Ben, whose real name is Benjamin Vautier, is a French artist of Swiss origin, born on July 18, 1935, in Naples (Italy), to an Irish and Occitan mother and a French-speaking Swiss father. He is the grandson of Marc Louis Benjamin Vautier, a 19th-century Swiss painter. He spent his first five years in Naples. After the declaration of war in 1939, Ben and his mother traveled extensively: Switzerland, Turkey, Egypt, Italy, etc., before finally settling in Nice in 1949. He studied at the Parc-Impérial school and at the Stanislas college boarding school. His mother found him a job at the Le Nain bleu bookstore as an errand boy, then bought him a bookstore and stationery store.

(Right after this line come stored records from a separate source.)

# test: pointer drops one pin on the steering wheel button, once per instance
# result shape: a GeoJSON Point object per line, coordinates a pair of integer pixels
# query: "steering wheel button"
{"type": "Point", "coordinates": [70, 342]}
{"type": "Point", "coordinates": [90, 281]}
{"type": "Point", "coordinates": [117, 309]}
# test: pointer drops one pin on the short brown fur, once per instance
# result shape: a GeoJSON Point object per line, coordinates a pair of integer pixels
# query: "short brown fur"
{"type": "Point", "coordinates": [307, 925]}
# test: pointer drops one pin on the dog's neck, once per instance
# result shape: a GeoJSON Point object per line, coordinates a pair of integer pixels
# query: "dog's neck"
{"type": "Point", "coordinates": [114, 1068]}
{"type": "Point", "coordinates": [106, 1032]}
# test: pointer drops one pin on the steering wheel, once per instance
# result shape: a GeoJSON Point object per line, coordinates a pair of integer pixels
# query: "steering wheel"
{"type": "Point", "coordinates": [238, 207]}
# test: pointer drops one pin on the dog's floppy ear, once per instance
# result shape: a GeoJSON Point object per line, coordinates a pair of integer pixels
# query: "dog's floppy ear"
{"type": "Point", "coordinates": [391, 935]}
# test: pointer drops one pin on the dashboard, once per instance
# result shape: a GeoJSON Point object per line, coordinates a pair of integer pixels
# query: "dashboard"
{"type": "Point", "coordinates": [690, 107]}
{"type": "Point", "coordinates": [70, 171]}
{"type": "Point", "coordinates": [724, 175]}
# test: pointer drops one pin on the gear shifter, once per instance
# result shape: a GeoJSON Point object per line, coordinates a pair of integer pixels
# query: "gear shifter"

At the end of the 1950s, he sold it to open a small shop, the facade of which he transformed by accumulating a quantity of objects and in which he sold second-hand records. His shop quickly became a meeting place and exhibition venue where the main members of what would become the Nice school met: César, Arman, Martial Raysse, etc. Close to Yves Klein and seduced by New Realism, he was convinced that “art must be new and bring a shock”.
In the early 1960s, several artists tried to appropriate the world as a work of art. Ben would sign everything that had not been: “holes, mysterious boxes, kicks, God, chickens, etc.”, linking art and life, explaining that everything is art and that everything is possible in art.
In 1965, in his shop, he created a three-by-three-meter gallery on his mezzanine: “Ben doubts everything. » He exhibited Biga, Alocco, Venet, Maccaferri, Serge III, Sarkis, Filliou… In the early 1980s, on his return from a year spent in Berlin thanks to a scholarship, he met young artists (Robert Combas, Hervé Di Rosa, François Boisrond, Rémi Blanchard, etc.), a group to which he gave the name Figuration Libre.
involved in the contemporary scene, he has always supported young artists and gives his point of view on all current events, whether cultural, political, anthropological or artistic, in his regular and prolific newsletters.
He has lived and worked since 1975 on the heights of Saint-Pancrace, a hill in Nice. Ben’s work is held in the world’s greatest private and public collections, including MoMA in New York, the Walker Art Center in Minneapolis, the Art Gallery of New South Wales in Sydney, the Museum Moderner Kunst Stiftung Ludwig in Vienna, the MUHKA in Antwerp, the Stedelijk Museum in Amsterdam, the Solothurn Museum, the Musée National d’Art Moderne in Paris, and the Musée d’Art Moderne et d’Art Contemporain in Nice. Died in 2024.